Orphaned Baby Elephant Gets to Ride in a Helicopter

“Panya has a long way to go on her journey, as tiny elephants are exceptionally fragile and susceptible. Once she is through the first few critical months, we will be highlighting the efforts to which many people went to save this calf.” – Rob Brandford, executive director of the David Sheldrick Wildlife Trust.

PHOTO: BBC

Under normal circumstances, an elephant calf is too big to ride safely in a helicopter. This little elephant, however, was the exception. The undersized calf was born prematurely, and was too short to reach its mother’s teat.

Newborn African elephants normally weigh about 200 pounds and stand three feet tall, but this baby weighed just half that.

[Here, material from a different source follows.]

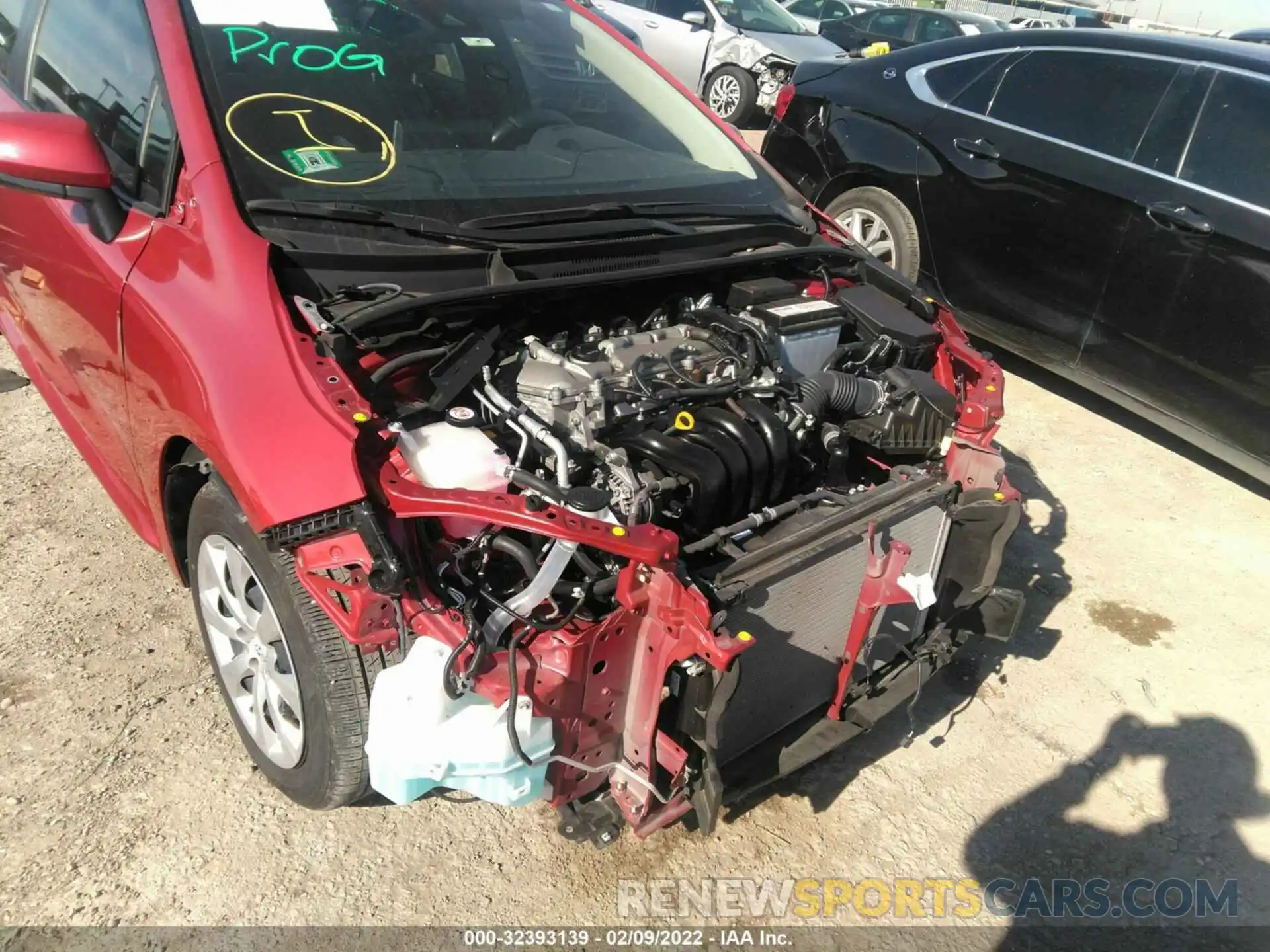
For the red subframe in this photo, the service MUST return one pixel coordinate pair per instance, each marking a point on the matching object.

According to Mara Elephant Project CEO Marc Goss, the baby’s mother tried for hours to get the baby to stand up, and eventually abandoned her.

That was when the Mara Elephant Project stepped in. The Mara Elephant Project is a Kenya-based conservation program, and they usually save baby elephants when their parents have been poached and the babies are left abandoned. This was a special case, and a team ran to rescue the calf with a helicopter.

A pair of conservation staffers carried the undernourished baby elephant in their arms to a waiting helicopter, loaded the elephant onto a worker’s lap, and then flew her to the David Sheldrick Wildlife Trust orphanage in Nairobi, Kenya. There, she was put on a drip and monitored overnight.

Seven hours passed, and then the calf took her first steps!

“Intervening with abandoned baby elephants is something we do on a regular basis,” a spokesperson for the Sheldrick Wildlife Trust said,  “This was, however, the first time we’ve had a pachyderm passenger in our helicopter… they are usually slightly too big for the trip.”

The baby elephant was named Panya by the Wildlife Trust workers, and the keepers wrapped her up in blankets to help her stay warm, and bottle-fed her milk. The rest of the details about her condition have not been made public, but the trust will continue to care for her in the time to come.